During a special committee of the whole meeting Monday, school board members met with representatives of Crabtree, Rohrbaugh & Associates Architects to discuss their findings in the district’s building renovation study. The Mechanicsburg firm also discussed with board members what the district is looking for in a potential comprehensive building renovation.
Jessie Harder, Crabtree architectural project coordinator, said that while the district’s buildings are in good shape, there are still some issues the school should address. Some examples include air conditioning at all three buildings, boilers and security updates.
“When you look at it from a monetary standpoint, your buildings are in relatively really good shape,” she said to board members. “They need some maintenance work, and that’s where you get into your bigger numbers. But they have been cared for very well.”
Crabtree officials reported it would cost the district between $20 million and $30 million during the next 20 years to address all of the major concerns with the three buildings.
Officials planned to do a feasibility study to get a sense of the conditions of the district’s buildings, including the middle school, where the roof needs to be replaced.
Board members have been considering a roof repair since September 2016 when staff members told them about small leaks in the gymnasium that have since been fixed.

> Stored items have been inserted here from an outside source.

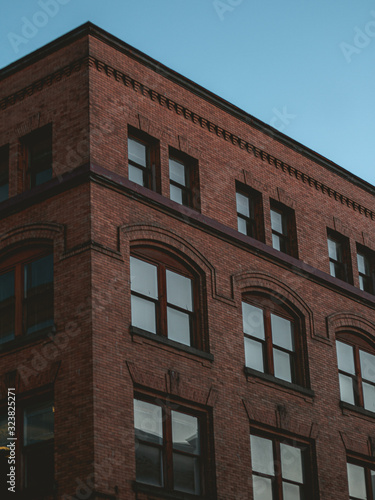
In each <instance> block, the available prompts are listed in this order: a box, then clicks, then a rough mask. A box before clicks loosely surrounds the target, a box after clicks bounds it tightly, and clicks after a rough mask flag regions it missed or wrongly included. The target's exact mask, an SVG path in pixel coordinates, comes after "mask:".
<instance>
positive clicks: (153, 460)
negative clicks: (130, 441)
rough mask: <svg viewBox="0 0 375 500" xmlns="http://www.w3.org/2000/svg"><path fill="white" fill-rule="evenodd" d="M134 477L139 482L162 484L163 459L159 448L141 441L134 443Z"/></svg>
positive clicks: (156, 484)
mask: <svg viewBox="0 0 375 500" xmlns="http://www.w3.org/2000/svg"><path fill="white" fill-rule="evenodd" d="M135 460H136V479H137V481H139V482H140V483H146V484H152V485H154V486H163V468H162V467H163V461H162V452H161V450H160V449H159V448H156V447H154V446H149V445H147V444H143V443H136V445H135Z"/></svg>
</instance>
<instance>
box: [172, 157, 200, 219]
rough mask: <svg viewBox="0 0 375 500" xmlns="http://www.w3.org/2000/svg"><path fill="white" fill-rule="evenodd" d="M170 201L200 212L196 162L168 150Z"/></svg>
mask: <svg viewBox="0 0 375 500" xmlns="http://www.w3.org/2000/svg"><path fill="white" fill-rule="evenodd" d="M169 190H170V199H171V200H173V201H175V202H176V203H179V204H180V205H184V206H186V207H191V208H194V209H195V210H200V194H199V176H198V162H197V161H196V160H194V158H191V157H190V156H188V155H187V154H184V153H181V151H177V150H175V149H172V148H169Z"/></svg>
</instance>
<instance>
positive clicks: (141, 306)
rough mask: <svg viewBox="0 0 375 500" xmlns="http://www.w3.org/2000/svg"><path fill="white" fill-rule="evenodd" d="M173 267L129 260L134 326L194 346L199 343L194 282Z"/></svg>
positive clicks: (177, 341) (160, 263)
mask: <svg viewBox="0 0 375 500" xmlns="http://www.w3.org/2000/svg"><path fill="white" fill-rule="evenodd" d="M170 264H171V266H169V265H168V264H167V265H166V264H164V263H162V262H147V261H145V260H143V259H139V258H136V257H131V258H130V273H131V312H132V326H134V327H137V328H140V329H142V330H145V331H147V332H150V333H155V334H158V335H162V336H166V337H167V338H168V339H170V340H173V341H175V342H179V343H180V344H185V345H187V346H191V345H194V344H196V343H197V342H196V340H195V339H194V333H195V330H196V326H195V323H196V315H195V314H194V294H193V279H192V277H189V276H186V275H184V274H182V273H179V272H176V271H175V269H176V268H175V267H174V262H172V261H171V263H170ZM176 264H177V263H176ZM170 267H172V268H173V270H172V269H171V268H170ZM179 267H181V270H182V272H184V269H183V268H182V266H181V265H180V266H179Z"/></svg>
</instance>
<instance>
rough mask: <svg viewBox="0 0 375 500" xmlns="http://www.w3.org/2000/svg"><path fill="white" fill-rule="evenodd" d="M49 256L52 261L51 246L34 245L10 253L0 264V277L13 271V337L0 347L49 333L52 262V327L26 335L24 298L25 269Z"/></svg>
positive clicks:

Officials said the entire roof will need to be replaced in the next five years.
Superintendent Louis Lepley said the goal of this study is to make sure the district’s buildings are running efficiently and utilizing the space available to meet the needs of the students.
“For us, the study really is what we need to do, for now, to get our three existing buildings to where they need to be,” Lepley said.
Business manager Brandon Studer told board members that now is a good time for the district to consider doing a new project.Studer added that if the district does nothing in the next 11 years, the debt would be paid off in 2029.
“Based off of what decisions we come up with, and what Crabtree comes up with, will obviously dictate where we can go from there,” he said. “But all of that will be reworked in the financial side of things once we have a direction on where we want to head.”
One option that was discussed Monday was consolidating the three buildings into one area. While Crabtree officials said they would put together financial options for such a situation, some board members said it’s not an option they want to consider.
“It’s not something I’m too excited about,” board member Robbie Bloom said during the meeting.
Board members also discussed options for absorbing the administration building into one of the school buildings, and the potential for adding additional classrooms.
Crabtree officials at the meeting predicted that they should be able to finalize their financial options for the school board within a month. Officials are hoping to reach out to the public once they make a final decision.
“I think once we narrow our scope down, absolutely I think we will have to have some kind of special meeting to throw that information out, let the public go through it and see where it goes from there,” he said.